Staring up into those now calm blue eyes, I once again realized I wouldn’t have been able to make it this far without him. As independent as I want to be, he has been a solid rock when I have needed him. He has always dropped everything to help me if it’s needed.

It was a shame things didn’t work out between us. We are much better off friends, but it would have just been so easy had it worked out for us. However, as much as I love Gage, I hate being coddled, and I hate feeling like I’m in competition with someone constantly. Gage also has to be continually on the go, doing something all the time. I just couldn’t handle it, especially with everything I was going through. It was tough to keep boundaries between us though.

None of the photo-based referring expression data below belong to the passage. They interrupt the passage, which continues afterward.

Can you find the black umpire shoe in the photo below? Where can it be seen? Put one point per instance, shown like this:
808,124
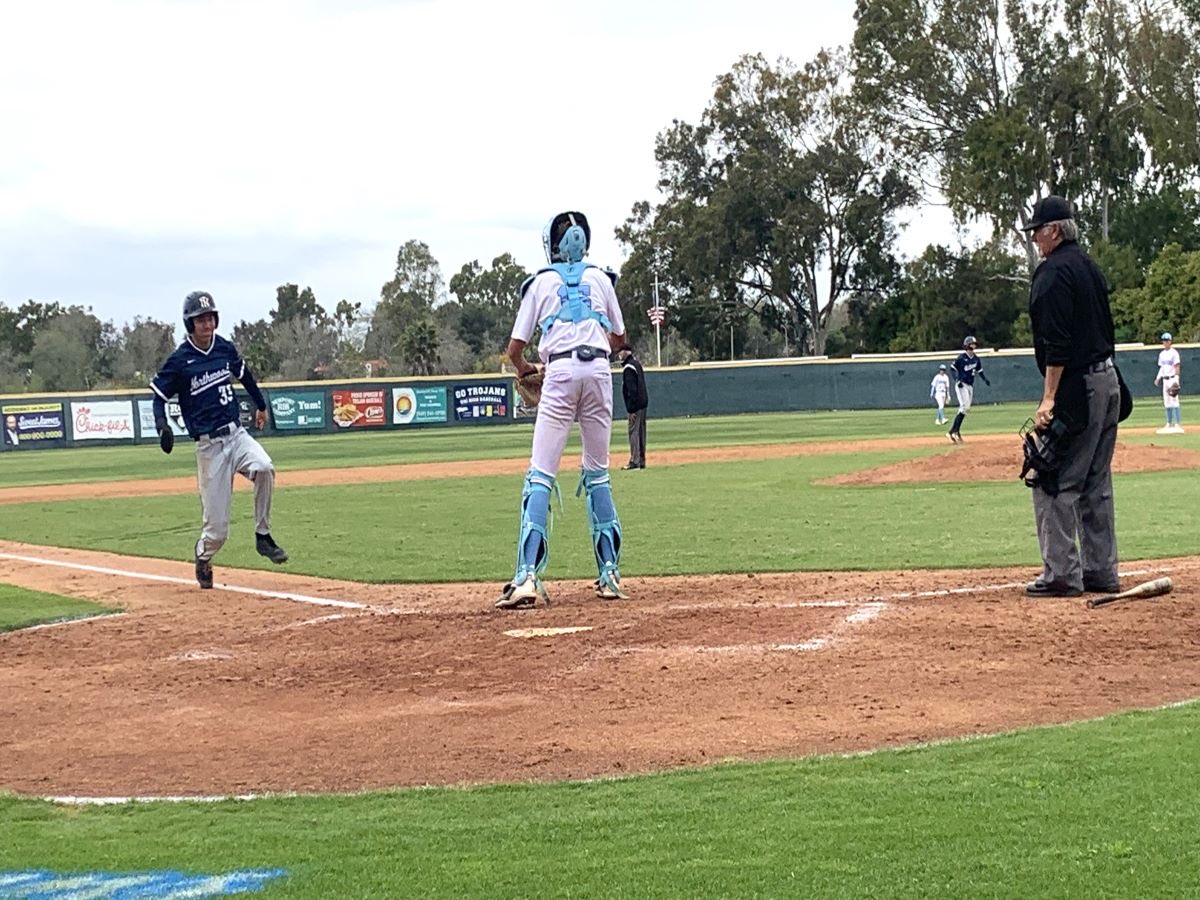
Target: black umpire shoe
1051,588
204,573
269,549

Thankfully, that mess of an experiment hadn’t deterred our friendship in the least.

“It sounds fine to me.” I said, grabbing his hand and pulling myself up. “A bubble bath would be preferred, and I just bought some new Lady Grey tea, it’s in the pantry.” I headed for my bathroom and got a towel and washcloth from the closet.

“No, Harley, you just sit down and relax. I will take care of it all.” He softly guided me through the bathroom door into my bedroom. After he left me to run the bath water, I shut the door and changed into my silk cerulean robe. I went out to the kitchen to get the tea while Gage was running the bath. He came and saw me standing there.

“I told you I was going to get that for you.” He said, opening the microwave and placing the tea bag in the cup of water.

“It’s okay, I’m capable.” I laughed. “You need to get to work anyway. I’ll see you later tonight.” I walked to the front door and opened it.

“You’re sure you’re going to be alright?”

“Yes, I’ll be fine. I’m going to take a bath and go to bed. I’m tired.” I waited for him to come to the door.

“Alright. I’ll see you later tonight then. Enjoy your bath and your nap.” He said, kissing the top of my head. Then he was gone and I shut and locked the door behind him. I was thankful to finally be alone. I was going to enjoy it. I grabbed my tea out of the kitchen, picked up a book from my room, and locked myself in the bathroom.